Competitive Positioning
Paramax differentiates through: (1) Operational Expertise—team includes CPAs, former plant managers, CFOs, and ex-owners who understand operational metrics buyers care about; (2) Process Discipline—institutional process discipline that scales across engagements; (3) Regional Expertise—deep relationships in Western NY and Midwest with deal sourcing advantages; (4) Speed & Agility—25-person firm can make decisions faster than large organizations; (5) FINRA Registration—regulatory rigor and professional standing.
Not a Fit If
Paramax typically declines: Transactions below $10M TEV; Pure asset sales; Businesses with significant pending litigation; Founders wanting to remain highly involved; Situations requiring PE/debt structuring; Rapid-fire auctions.
Team
Led by Russell D'Alba (Founder, President, Managing Director) and Timothy C. Minneci (EVP & Managing Director), both with 20+ years of experience. Senior professionals include W. Stephen Hadala III (Director), Sam A. Messina (Director of Business Development), Joseph D. Donovan (SVP), Andrea T. Feine (SVP), Josh A. Feine (SVP), Adam R. Harris (VP), Zachary J. McGee (VP). Senior Advisors include John D. Hawkins, Nicholas T. Morreale, and Joseph E. Waple. The team composition is deliberately tilted toward experienced transaction professionals and operations-focused advisors.
Geographic Coverage
Primary offices in Williamsville, NY (HQ—333 International Drive, Suite A) and Rochester, NY (300 Meridian Centre, Suite 340).

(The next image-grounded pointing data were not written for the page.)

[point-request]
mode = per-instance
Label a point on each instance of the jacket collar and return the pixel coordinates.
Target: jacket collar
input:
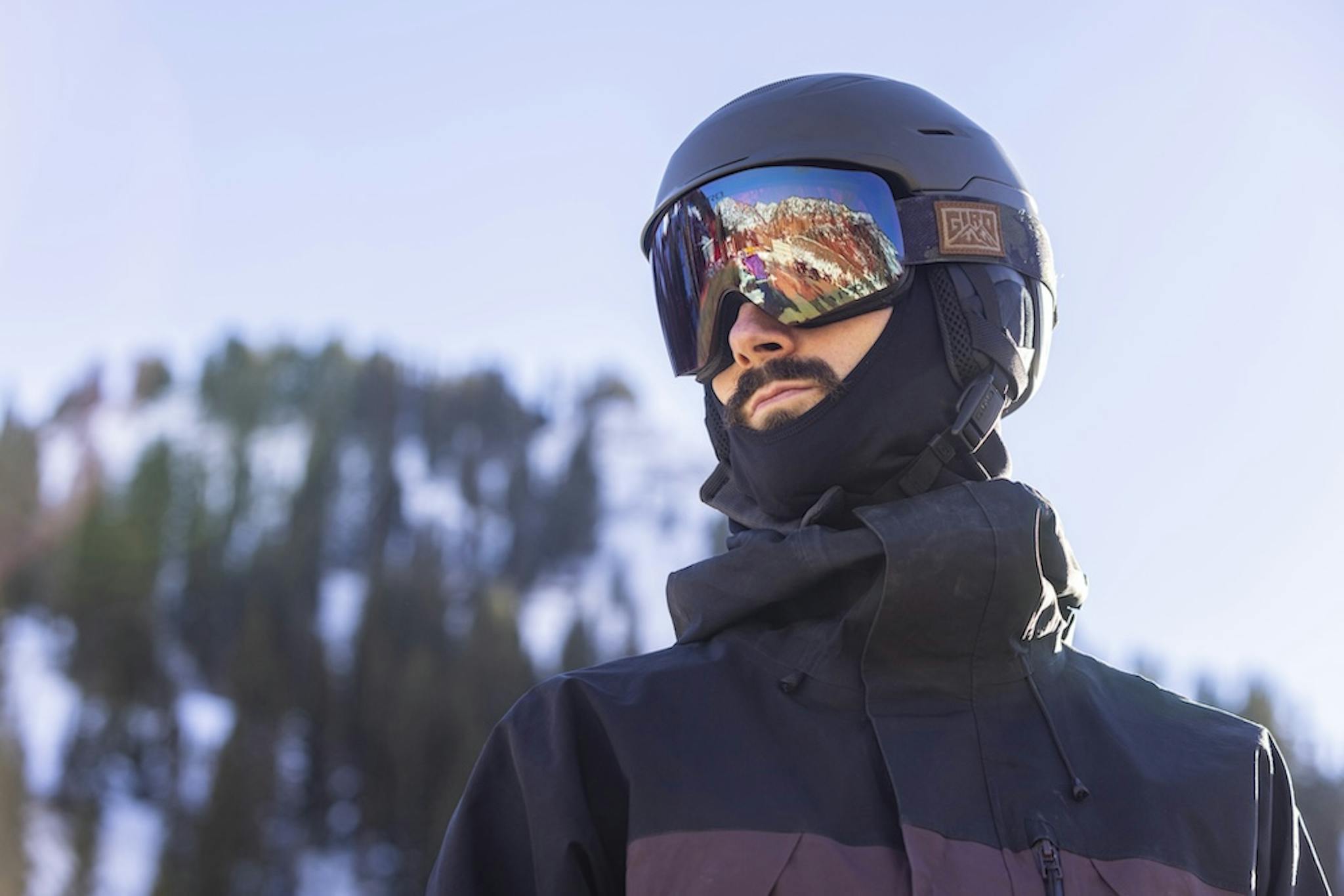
(932, 594)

Global reach through Globalscope Partners membership enabling international transaction support.
Market Position
Paramax is recognized within regional M&A circles as a high-quality, process-oriented advisor. Recent news coverage positions Paramax alongside top law firms as one of the region's leading M&A advisors. Reputation is built on client testimonials—multiple clients across industries have publicly praised the firm's work, process discipline, and results orientation. Particularly well-regarded in manufacturing and industrial verticals where operational expertise translates into buyer confidence and higher valuations.